Published
Tuesday, May 13, 2008 12:09 AM
by
martin
In my consulting days, I had quite a few engagements where you might call me a performance troubleshooter. That is, the client had already built an app, in some cases it was even in the hands of users, but performance was unacceptably bad. They turned to their platform vendor for help, and they got me.
Performance is a feature, but it's an unusual one in that it can be present one day and so easily obliterated the next, sometimes by changing a single line of code. One technology stands out in my memory as being misused more than any other, and creating performance problems along the way. That technology is XML. This post from Jeff Atwood prompted me to think about this stuff again.
First, we should draw a distinction between the XML Infoset and the normal, textual encoding of XML that Jeff talks so eloquently about. Sure, we all think about angle brackets at the mention of XML, but data structured using the XML Infoset can be encoded in much more efficient ways. Note that WCF (in .NET v3.0 at least) uses XML to format all its messages, but can encode them in various different ways, so that performance can be just as good as Microsoft's older, binary, messaging formats. So it's really the textual encoding of XML that gives performance problems, but until recently I think that's all we had. Certainly I was never aware of tools on the Microsoft platform that did anything different.
Problems usually arose when XML was used as a mechanism for carrying lumps of data between modules, subsystems, call them what you will. Actually, let's think about that. Quite apart from any performance implications, is XML an appropriate "bag" to shift data around - often between components that are sharing an address space? Well, I'd never say "never", but it seems like an odd choice to me. I think in many cases development teams grew tired of typed interfaces between components and thought how much easier life would be if they could pass an XML string. You can put anything in there and it will still compile. That's right: turn all your compile-time errors into runtime ones. Smart move. Going way back I remember ADO Recordsets being used for similar reasons. Now, XML isn't necessarily untyped of course; we do have schema, but to do schema validation simply compounds the performance issues I'm mainly thinking about.

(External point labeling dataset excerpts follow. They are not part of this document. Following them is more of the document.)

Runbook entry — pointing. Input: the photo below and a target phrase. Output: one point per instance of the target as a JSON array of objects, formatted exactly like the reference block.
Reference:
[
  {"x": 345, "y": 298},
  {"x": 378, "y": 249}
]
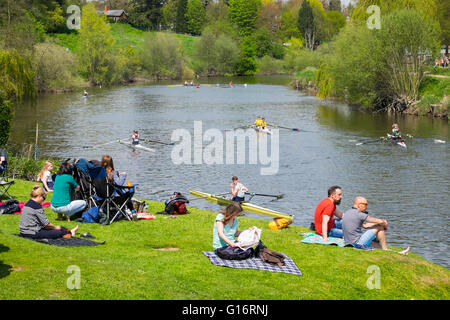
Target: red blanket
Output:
[{"x": 21, "y": 204}]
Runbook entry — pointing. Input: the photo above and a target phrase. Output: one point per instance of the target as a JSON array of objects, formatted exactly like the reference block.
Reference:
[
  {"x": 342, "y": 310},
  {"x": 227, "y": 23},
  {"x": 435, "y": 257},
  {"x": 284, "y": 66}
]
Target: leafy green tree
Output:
[
  {"x": 169, "y": 14},
  {"x": 289, "y": 26},
  {"x": 335, "y": 5},
  {"x": 243, "y": 14},
  {"x": 247, "y": 63},
  {"x": 443, "y": 14},
  {"x": 6, "y": 115},
  {"x": 195, "y": 16},
  {"x": 54, "y": 66},
  {"x": 307, "y": 24},
  {"x": 181, "y": 22},
  {"x": 161, "y": 56},
  {"x": 95, "y": 44}
]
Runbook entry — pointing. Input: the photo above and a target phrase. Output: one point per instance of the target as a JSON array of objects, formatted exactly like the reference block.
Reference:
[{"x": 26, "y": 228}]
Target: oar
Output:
[
  {"x": 369, "y": 141},
  {"x": 277, "y": 126},
  {"x": 212, "y": 195},
  {"x": 154, "y": 141},
  {"x": 241, "y": 127},
  {"x": 279, "y": 196}
]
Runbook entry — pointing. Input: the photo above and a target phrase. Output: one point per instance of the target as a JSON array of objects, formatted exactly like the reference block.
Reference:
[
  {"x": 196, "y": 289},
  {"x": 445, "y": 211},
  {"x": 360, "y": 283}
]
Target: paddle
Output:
[
  {"x": 154, "y": 141},
  {"x": 277, "y": 126},
  {"x": 266, "y": 195},
  {"x": 215, "y": 195}
]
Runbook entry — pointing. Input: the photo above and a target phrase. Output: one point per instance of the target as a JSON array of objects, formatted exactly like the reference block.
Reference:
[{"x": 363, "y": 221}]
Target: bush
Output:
[
  {"x": 5, "y": 120},
  {"x": 269, "y": 65},
  {"x": 161, "y": 56},
  {"x": 54, "y": 66}
]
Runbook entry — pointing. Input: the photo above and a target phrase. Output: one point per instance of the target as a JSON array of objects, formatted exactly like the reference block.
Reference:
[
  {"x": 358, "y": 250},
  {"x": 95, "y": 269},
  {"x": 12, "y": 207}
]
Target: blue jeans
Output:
[{"x": 336, "y": 232}]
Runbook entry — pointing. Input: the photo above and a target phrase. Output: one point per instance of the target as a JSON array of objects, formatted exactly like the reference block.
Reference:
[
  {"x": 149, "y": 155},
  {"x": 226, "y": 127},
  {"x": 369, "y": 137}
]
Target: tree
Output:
[
  {"x": 161, "y": 56},
  {"x": 247, "y": 63},
  {"x": 195, "y": 17},
  {"x": 443, "y": 13},
  {"x": 169, "y": 14},
  {"x": 335, "y": 5},
  {"x": 307, "y": 24},
  {"x": 181, "y": 22},
  {"x": 95, "y": 44},
  {"x": 243, "y": 14}
]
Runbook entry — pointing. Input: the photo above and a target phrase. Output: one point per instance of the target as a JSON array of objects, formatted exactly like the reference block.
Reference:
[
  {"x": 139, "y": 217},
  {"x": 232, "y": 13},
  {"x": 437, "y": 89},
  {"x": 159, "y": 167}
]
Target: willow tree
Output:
[
  {"x": 95, "y": 44},
  {"x": 408, "y": 41},
  {"x": 16, "y": 82}
]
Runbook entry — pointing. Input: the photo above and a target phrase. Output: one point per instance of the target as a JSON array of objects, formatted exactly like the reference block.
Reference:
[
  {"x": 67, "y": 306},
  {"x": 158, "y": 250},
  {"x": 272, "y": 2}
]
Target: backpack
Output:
[
  {"x": 268, "y": 255},
  {"x": 10, "y": 207},
  {"x": 236, "y": 253},
  {"x": 176, "y": 205}
]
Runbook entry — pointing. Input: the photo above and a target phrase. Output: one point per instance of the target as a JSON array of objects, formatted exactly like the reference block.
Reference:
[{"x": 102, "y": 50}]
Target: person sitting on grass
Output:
[
  {"x": 34, "y": 223},
  {"x": 226, "y": 227},
  {"x": 62, "y": 189},
  {"x": 358, "y": 217}
]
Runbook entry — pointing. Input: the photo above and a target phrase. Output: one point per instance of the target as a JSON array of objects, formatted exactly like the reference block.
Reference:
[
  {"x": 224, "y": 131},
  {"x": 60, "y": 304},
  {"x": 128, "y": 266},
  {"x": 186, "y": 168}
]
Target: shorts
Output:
[{"x": 367, "y": 238}]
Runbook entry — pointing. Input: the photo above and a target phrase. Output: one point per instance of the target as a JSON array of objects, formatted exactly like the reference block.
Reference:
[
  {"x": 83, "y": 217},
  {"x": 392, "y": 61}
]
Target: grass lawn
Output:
[
  {"x": 129, "y": 266},
  {"x": 125, "y": 36}
]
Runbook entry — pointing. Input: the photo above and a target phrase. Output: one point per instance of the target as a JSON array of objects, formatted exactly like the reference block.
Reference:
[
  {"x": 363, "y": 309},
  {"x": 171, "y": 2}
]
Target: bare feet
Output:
[
  {"x": 406, "y": 251},
  {"x": 74, "y": 230}
]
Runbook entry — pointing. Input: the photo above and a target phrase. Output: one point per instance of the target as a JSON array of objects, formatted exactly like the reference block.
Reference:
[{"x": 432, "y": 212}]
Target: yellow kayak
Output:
[{"x": 245, "y": 205}]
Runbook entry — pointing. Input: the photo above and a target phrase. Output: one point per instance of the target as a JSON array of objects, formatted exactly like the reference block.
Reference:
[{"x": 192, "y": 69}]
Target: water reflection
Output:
[{"x": 408, "y": 187}]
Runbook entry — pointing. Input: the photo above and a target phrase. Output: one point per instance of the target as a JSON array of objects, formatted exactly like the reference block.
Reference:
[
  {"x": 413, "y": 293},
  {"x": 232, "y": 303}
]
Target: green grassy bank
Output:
[{"x": 130, "y": 266}]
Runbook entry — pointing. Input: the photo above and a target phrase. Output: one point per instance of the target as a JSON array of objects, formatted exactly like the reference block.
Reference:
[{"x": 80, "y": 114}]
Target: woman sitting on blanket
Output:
[
  {"x": 226, "y": 227},
  {"x": 34, "y": 223}
]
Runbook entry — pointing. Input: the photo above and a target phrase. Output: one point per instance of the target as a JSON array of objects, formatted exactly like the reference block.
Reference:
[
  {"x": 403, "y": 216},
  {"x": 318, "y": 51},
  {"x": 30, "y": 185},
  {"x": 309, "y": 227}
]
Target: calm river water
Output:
[{"x": 408, "y": 187}]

I saw two uses of XML that gave performance problems. One was where data was formatted as XML, with a textual encoding, into a string, then passed across some interface or other. This process incurs CPU overheads to format, encode, decode, parse, etc. and it's also pretty likely that there are memory overheads associated with transferring data in this way. I daresay though that plenty of systems out there work like this and manage to hit their performance goals.
The other, more interesting, scenario was where XML document objects were used rather than strings. I saw this done with msxml DOM objects and System.Xml.XmlDocument. The performance in these cases was usually significantly worse than for simple strings, although that does presume the strings were parsed using SAX or the XmlTextReader or similar, rather than loaded into a document object. The XML document objects are quite big, costly things. They maintain indexes across the data they hold, and they have to store the data in a way that allows them to easily read/write the textual encoding. Creating nodes in a document can typically only be done by making a call on a document object, so in some cases I saw people instantiating document objects simply to create nodes that could then be copied into other document objects. Once I saw around 80 document object instantiations to formulate a single data item that would more naturally have been a graph of typed objects. That's a lot of memory and a lot of CPU cycles.
That leads me to a simple statement that became something of a golden rule for me. If you're going to use a technology, understand it first. In other words, know what it costs.
It sounds so simple, but I'd say almost all the performance issues I ever saw could be traced back to a failure of this simple rule. The people who built those XML-centric systems weren't fools: if they only knew the cost of what they were doing, they'd have done things differently.
Today, I hope never to use code if I don't understand the tradeoffs involved. Does that mean I have to have source code for everything I use? No, although I use Reflector quite a bit. It also means that I experiment with alternatives. I build simple standalone apps to try out different algorithms and understand where they're strong and where they're weak. I've written before about "Big O" notation, and that's another big input for me when choosing data structures and algorithms.
For a long time, at least one of my fellow consultants held the view that XML is evil and should be banned. Of course, XML is a tool, and there are some jobs for which XML is the right tool. I think XML is unusual because, for a while there, a lot of people thought XML was the right tool for every job.